Mideast Threats that Can't be Ignored

by Jackson Diehl

Barack Obama has been fortunate in the Middle East so far. Yes, his attempt to revive the Israeli-Palestinian peace process has been a high-profile failure. But Israel, the Palestinians and the region as a whole have enjoyed a remarkable stretch of relative tranquility and stability during the past two years.
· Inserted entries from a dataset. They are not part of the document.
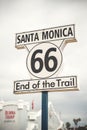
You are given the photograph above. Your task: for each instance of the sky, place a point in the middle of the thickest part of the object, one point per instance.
(27, 15)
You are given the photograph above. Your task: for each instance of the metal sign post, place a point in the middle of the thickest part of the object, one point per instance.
(44, 125)
(43, 61)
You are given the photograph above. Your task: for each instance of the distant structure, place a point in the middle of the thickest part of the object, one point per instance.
(16, 115)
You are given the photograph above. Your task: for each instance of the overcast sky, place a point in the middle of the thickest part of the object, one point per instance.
(27, 15)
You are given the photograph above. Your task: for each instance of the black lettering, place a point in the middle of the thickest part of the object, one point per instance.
(64, 32)
(56, 33)
(70, 31)
(51, 34)
(44, 35)
(36, 37)
(18, 39)
(23, 39)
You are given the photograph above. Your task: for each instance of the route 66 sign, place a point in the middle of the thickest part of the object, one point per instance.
(45, 58)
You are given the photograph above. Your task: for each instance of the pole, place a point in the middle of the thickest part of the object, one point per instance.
(44, 111)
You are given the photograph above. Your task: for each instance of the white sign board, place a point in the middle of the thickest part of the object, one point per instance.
(67, 83)
(44, 59)
(44, 35)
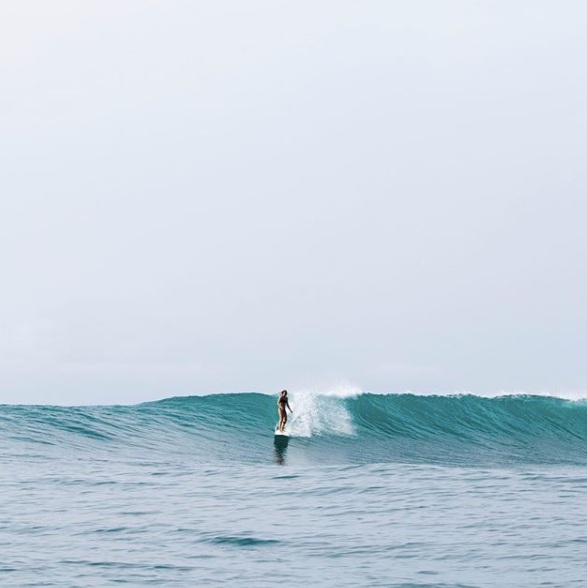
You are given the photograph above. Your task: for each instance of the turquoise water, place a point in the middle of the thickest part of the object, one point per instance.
(369, 490)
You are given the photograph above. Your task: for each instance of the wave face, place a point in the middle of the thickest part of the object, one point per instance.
(356, 429)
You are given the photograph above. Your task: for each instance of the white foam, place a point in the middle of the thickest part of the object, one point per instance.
(321, 413)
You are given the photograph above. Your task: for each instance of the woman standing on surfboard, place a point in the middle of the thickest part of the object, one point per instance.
(282, 404)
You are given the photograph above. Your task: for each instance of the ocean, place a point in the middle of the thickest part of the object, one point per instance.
(395, 490)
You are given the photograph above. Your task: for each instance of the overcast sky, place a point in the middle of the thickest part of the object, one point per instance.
(215, 196)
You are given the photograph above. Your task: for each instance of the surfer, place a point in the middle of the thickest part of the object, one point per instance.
(282, 404)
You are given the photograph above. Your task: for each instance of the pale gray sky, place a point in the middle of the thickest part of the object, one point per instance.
(213, 196)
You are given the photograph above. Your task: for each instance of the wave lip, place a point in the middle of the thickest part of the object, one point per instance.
(348, 427)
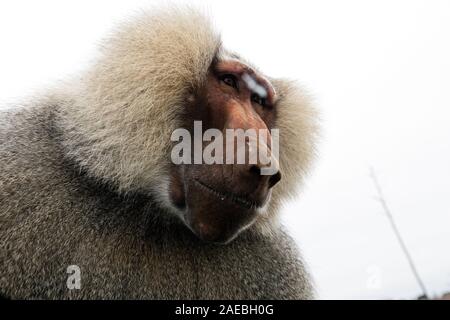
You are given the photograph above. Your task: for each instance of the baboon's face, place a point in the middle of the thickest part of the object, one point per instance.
(217, 201)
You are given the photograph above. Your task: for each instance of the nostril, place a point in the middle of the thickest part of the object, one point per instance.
(274, 179)
(255, 170)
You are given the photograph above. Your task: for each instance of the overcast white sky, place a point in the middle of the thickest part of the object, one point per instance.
(380, 73)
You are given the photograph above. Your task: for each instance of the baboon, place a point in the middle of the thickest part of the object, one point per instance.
(86, 177)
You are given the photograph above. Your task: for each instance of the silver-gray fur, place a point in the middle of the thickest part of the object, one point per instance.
(83, 174)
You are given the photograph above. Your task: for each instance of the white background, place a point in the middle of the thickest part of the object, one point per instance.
(380, 72)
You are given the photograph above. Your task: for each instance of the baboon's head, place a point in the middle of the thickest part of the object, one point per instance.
(168, 111)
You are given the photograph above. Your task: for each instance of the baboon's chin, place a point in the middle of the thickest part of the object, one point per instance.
(214, 217)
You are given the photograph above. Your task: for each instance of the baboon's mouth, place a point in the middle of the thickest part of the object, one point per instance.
(240, 200)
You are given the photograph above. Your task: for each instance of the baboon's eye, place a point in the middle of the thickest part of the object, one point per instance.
(229, 80)
(257, 99)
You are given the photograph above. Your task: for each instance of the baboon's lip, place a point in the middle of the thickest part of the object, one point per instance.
(239, 200)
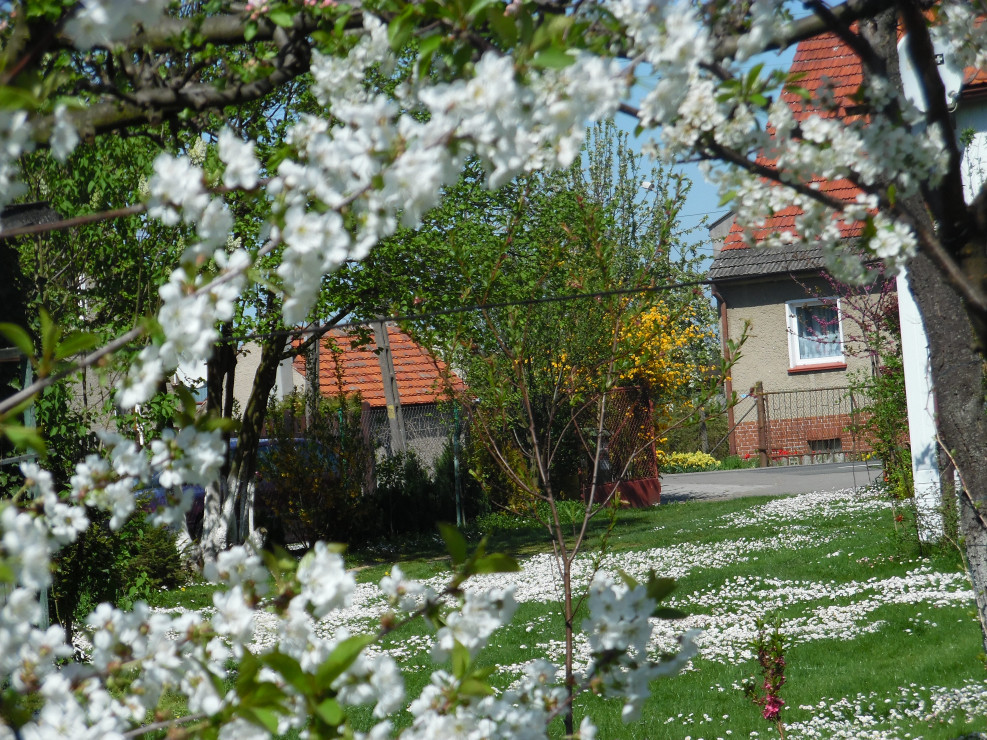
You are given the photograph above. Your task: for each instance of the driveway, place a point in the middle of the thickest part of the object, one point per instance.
(777, 481)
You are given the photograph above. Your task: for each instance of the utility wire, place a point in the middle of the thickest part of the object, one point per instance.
(476, 307)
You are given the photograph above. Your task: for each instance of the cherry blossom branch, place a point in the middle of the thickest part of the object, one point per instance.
(25, 394)
(109, 348)
(69, 223)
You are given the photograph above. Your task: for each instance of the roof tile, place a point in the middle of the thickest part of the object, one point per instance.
(421, 377)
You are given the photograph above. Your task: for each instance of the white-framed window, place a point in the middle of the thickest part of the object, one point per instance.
(815, 336)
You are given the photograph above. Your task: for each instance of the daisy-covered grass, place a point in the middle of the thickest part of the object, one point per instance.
(881, 641)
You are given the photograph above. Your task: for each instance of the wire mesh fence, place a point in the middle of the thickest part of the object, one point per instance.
(429, 430)
(801, 427)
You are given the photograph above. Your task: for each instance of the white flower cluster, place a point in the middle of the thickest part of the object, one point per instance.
(521, 712)
(15, 140)
(192, 303)
(106, 22)
(963, 32)
(618, 631)
(381, 165)
(482, 613)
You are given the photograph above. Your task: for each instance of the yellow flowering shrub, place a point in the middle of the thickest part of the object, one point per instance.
(658, 343)
(686, 462)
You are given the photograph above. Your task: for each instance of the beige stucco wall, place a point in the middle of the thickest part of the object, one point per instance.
(764, 356)
(248, 359)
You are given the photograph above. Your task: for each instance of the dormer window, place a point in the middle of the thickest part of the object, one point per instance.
(815, 338)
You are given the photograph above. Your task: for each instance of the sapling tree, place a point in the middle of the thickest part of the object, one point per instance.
(580, 311)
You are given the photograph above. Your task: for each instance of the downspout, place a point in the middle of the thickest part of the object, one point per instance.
(727, 381)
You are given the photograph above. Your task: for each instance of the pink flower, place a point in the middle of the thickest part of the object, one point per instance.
(772, 707)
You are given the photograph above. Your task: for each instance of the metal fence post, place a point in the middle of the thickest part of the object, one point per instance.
(764, 460)
(460, 519)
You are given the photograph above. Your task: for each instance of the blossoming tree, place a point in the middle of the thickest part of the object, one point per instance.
(513, 85)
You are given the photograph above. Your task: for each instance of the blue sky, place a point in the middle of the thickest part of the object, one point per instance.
(703, 200)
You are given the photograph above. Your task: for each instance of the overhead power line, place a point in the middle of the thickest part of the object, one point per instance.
(478, 307)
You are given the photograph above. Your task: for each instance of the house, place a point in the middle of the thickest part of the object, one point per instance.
(800, 354)
(423, 410)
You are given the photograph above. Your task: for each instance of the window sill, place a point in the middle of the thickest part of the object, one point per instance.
(814, 368)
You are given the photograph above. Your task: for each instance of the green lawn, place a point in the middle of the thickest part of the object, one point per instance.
(882, 642)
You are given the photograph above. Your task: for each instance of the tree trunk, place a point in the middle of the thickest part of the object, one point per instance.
(244, 462)
(220, 371)
(958, 375)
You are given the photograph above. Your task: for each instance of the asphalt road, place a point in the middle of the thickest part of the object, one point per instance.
(776, 481)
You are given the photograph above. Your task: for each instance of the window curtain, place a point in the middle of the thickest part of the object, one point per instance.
(818, 331)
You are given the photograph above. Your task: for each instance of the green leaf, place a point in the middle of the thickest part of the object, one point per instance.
(554, 57)
(400, 29)
(50, 332)
(496, 562)
(627, 578)
(281, 17)
(266, 718)
(455, 542)
(479, 6)
(17, 98)
(475, 687)
(503, 25)
(19, 337)
(290, 670)
(341, 658)
(330, 712)
(25, 438)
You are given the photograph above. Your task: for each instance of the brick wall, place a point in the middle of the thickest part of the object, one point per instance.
(790, 441)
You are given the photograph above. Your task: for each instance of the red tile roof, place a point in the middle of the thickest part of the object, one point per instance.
(821, 59)
(421, 377)
(817, 60)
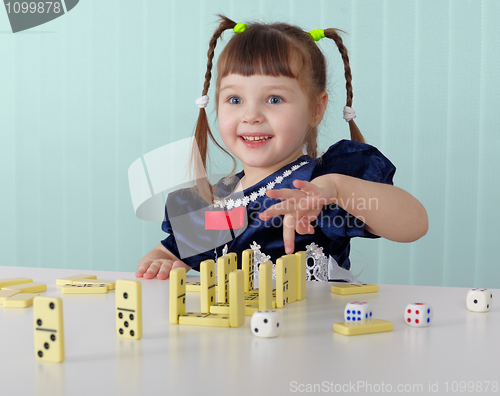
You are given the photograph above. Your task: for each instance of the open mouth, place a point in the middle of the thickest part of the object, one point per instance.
(256, 139)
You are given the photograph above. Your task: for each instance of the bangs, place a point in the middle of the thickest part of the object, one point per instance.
(266, 52)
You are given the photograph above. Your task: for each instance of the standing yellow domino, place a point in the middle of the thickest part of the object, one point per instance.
(363, 327)
(177, 301)
(109, 284)
(129, 309)
(207, 274)
(291, 260)
(27, 287)
(266, 286)
(301, 275)
(247, 265)
(236, 298)
(70, 279)
(354, 288)
(49, 329)
(281, 282)
(14, 281)
(236, 315)
(20, 300)
(223, 270)
(5, 294)
(234, 261)
(85, 289)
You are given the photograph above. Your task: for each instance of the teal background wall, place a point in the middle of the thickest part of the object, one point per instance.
(85, 95)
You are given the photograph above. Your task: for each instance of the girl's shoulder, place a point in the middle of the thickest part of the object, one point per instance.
(355, 159)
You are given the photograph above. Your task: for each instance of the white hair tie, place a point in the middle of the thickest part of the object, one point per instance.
(349, 113)
(202, 101)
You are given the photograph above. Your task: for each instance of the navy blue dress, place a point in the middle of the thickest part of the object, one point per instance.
(193, 237)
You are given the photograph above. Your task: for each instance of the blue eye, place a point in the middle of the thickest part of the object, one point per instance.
(274, 100)
(234, 100)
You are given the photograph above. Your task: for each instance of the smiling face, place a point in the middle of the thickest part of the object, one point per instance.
(263, 120)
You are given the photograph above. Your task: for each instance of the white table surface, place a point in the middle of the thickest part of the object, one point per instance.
(460, 348)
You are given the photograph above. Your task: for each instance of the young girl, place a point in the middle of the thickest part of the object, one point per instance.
(270, 98)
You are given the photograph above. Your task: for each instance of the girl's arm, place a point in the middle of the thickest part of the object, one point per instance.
(387, 211)
(158, 262)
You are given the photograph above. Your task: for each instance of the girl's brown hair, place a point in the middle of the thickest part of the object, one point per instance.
(272, 50)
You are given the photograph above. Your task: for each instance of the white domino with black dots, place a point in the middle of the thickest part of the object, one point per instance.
(49, 329)
(129, 309)
(266, 324)
(358, 310)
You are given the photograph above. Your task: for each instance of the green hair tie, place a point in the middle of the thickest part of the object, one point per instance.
(240, 27)
(317, 34)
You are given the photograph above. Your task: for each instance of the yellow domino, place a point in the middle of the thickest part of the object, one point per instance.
(255, 300)
(5, 294)
(128, 309)
(48, 329)
(70, 279)
(84, 289)
(282, 282)
(223, 270)
(204, 319)
(236, 298)
(247, 265)
(301, 275)
(266, 286)
(193, 286)
(363, 327)
(196, 287)
(234, 261)
(236, 316)
(20, 300)
(14, 281)
(354, 288)
(27, 287)
(207, 274)
(291, 267)
(109, 284)
(177, 300)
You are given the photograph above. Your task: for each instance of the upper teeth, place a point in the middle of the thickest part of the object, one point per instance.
(253, 138)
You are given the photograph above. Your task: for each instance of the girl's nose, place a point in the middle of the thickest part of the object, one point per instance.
(252, 115)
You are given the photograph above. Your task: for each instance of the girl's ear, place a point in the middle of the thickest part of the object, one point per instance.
(319, 109)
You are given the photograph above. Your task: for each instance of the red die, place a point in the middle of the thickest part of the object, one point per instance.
(418, 314)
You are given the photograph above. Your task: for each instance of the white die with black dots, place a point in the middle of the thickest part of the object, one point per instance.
(479, 300)
(418, 314)
(266, 324)
(358, 310)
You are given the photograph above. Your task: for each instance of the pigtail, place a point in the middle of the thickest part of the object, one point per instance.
(202, 132)
(332, 34)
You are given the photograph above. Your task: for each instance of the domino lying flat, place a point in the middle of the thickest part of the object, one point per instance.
(354, 288)
(49, 329)
(85, 288)
(363, 327)
(27, 287)
(14, 281)
(70, 279)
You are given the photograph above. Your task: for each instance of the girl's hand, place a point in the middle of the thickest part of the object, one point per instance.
(300, 207)
(160, 268)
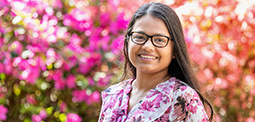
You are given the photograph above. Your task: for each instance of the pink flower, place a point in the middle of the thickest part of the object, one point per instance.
(250, 119)
(31, 99)
(71, 117)
(104, 81)
(191, 108)
(70, 82)
(3, 111)
(63, 107)
(95, 96)
(60, 84)
(91, 81)
(79, 95)
(36, 118)
(117, 45)
(43, 114)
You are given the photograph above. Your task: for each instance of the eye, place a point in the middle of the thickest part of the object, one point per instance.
(138, 37)
(160, 40)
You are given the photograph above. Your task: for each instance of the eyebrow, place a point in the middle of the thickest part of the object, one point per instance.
(157, 34)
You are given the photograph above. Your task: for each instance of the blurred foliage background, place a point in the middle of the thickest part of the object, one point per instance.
(56, 56)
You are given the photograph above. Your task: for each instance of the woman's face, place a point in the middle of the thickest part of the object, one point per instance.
(147, 58)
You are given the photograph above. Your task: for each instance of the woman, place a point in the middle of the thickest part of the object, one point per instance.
(163, 87)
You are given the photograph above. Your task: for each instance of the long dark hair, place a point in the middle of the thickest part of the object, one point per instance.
(180, 67)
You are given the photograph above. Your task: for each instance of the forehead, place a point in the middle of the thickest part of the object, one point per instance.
(150, 25)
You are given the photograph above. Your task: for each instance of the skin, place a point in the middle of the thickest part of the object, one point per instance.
(150, 72)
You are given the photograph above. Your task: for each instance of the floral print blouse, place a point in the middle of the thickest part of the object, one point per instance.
(169, 101)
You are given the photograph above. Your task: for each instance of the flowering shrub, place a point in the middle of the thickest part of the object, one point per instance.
(57, 55)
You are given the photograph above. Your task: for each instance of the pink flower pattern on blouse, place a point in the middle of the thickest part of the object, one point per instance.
(169, 101)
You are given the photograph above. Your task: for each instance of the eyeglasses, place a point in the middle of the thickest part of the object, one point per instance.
(141, 38)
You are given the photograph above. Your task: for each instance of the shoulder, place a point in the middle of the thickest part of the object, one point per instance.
(182, 89)
(116, 88)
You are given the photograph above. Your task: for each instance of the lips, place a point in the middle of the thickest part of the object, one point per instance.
(147, 56)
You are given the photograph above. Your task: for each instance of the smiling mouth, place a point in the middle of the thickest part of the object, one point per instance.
(147, 57)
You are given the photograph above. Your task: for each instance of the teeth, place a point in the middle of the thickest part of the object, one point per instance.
(149, 57)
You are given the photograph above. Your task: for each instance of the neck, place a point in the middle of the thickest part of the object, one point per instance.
(146, 81)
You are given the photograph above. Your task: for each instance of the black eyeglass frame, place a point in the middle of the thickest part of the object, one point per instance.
(148, 36)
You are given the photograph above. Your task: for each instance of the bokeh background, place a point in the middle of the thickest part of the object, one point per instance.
(56, 56)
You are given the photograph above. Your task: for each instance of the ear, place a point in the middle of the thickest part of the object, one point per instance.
(174, 54)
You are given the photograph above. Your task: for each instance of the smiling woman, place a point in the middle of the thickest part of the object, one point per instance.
(163, 86)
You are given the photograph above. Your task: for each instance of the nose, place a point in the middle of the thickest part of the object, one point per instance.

This week has brought signs that that luck may be about to change. If it does, it will not be because Israelis and Palestinians have not agreed on a two-state solution. Rather, it will be because the regional troubles that the Obama administration has ignored in its preocupation with the peace process can no longer be contained.

The most obvious symptom of that is in Lebanon, where the Hezbollah movement caused the collapse of the unwieldy "unity" government Wednesday even as its pro-Western prime minister, Saad Hariri, was meeting with Obama at the White House. Lebanon is a prime front in the regional cold war between Iran, Syria and their militarized proxies, including Hezbollah and Hamas, and the "moderate" and mostly Sunni U.S. allies.

An eruption of actual civil war in Lebanon does not seem to be imminent, in spite of the likelihood that an international tribunal will soon indict members of Hezbollah for the murder of Hariri's father. But what the militia's move vividly demonstrated is that the Iranian side retains the initiative. Because Hamas and Hezbollah are the two strongest military forces in the Levant other than Israel, they have the capacity to provoke, to disrupt and to start an armed conflict at any time of their - or Tehran's - choosing.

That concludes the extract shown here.